Enfin au bout de vingt-cinq minutes, pendant lesquelles les malheureux demeurèrent entre la vie et la mort, la chaloupe accosta le brick.
Du bâtiment en flammes on pouvait voir le brick et la chaloupe ; seulement on perdait les détails.
La première créature humaine qui passa du canot sur le brick fut le fils du major Mac Grégor âgé de trois semaines, qui, enlevé des bras de sa mère par M. Thomson, quatrième lieutenant du Kent et commandant l'embarcation, fut soulevé jusqu'à la hauteur des bras qui s'étendaient du brick pour le recevoir.
Ainsi fut récompensée la sainte confiance du capitaine en Dieu.
Puis il en fut fait ainsi de tous les enfants et de toutes les mères, qui furent sauvés, depuis le premier enfant jusqu'à la dernière mère.
Les femmes sans enfants vinrent ensuite et passèrent à leur tour sans accident de la chaloupe sur le brick.
Puis le canot reprit sa course vers le Kent avec les seuls matelots, qui faisaient force de rames pour aller au secours de leurs compagnons.
Quand tous ces hommes, marins, soldats, passagers, virent revenir les canots vides, lorsqu'ils eurent la certitude que leurs femmes et leurs enfants étaient arrivés sans accident, un instant ceux qui jouissaient du bonheur de savoir ces êtres bien-aimés en sûreté oublièrent la situation où ils étaient eux mêmes, et, suspendus entre deux abîmes, rendirent grâce à Dieu.
Mais au retour de ce premier voyage, les embarcations essayèrent inutilement d'accoster le Kent bord à bord.
C'était chose impossible à cause de la rage avec laquelle les vagues fouettaient le flanc du bâtiment ; force fut donc de tenir les embarcations au- dessous de la poupe, et de descendre les femmes et les enfants au moyen d'un cordage auquel on les attachait deux à deux.

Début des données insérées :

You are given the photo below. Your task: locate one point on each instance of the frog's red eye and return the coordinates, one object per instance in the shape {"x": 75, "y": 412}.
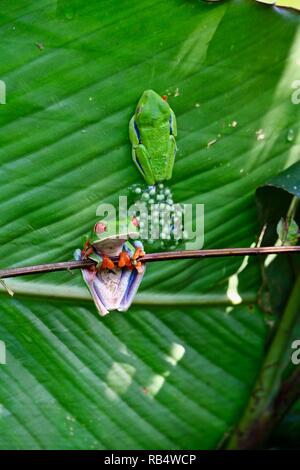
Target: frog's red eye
{"x": 100, "y": 227}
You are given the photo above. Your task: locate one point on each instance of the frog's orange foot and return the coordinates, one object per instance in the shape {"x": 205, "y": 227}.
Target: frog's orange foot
{"x": 87, "y": 250}
{"x": 138, "y": 254}
{"x": 107, "y": 263}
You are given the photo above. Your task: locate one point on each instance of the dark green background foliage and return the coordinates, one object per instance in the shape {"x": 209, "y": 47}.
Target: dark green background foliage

Mais, comme le tangage était terrible, comme bien souvent, au moment où femmes et enfants allaient être déposés dans le canot, le canot se dérobait sous eux, alors ces malheureux étaient plongés à plusieurs reprises dans la mer.
Pas une femme ne périt cependant, mais il n'en fut pas de même des enfants, frêles créatures de la poitrine desquelles le souffle était chassé plus aisément, et plus d'une fois, après ces terribles immersions, la mère vivante et l'enfant mort furent déposés dans la chaloupe.
Ce fut alors le commencement des épisodes terribles.
Deux ou trois soldats, pour soulager leurs femmes ou pour arriver à sauver plus promptement leurs enfants, sautèrent à la mer après se les être fait attacher autour du corps, et périrent avec eux submergés par ces vagues gigantesques.
Une jeune femme refusait de quitter son père, vieux soldat enchaîné à son poste ; il fallut l'arracher de ses genoux, où elle s'était cramponnée, la lier à extrémité de la corde et la descendre malgré ses cris. Cinq fois les vagues les étouffèrent ; la sixième fois elle fut déposée évanouie dans le bateau ; on la croyait morte, on allait la rejeter à la mer, lorsqu'elle donna signe d'existence : elle fut sauvée.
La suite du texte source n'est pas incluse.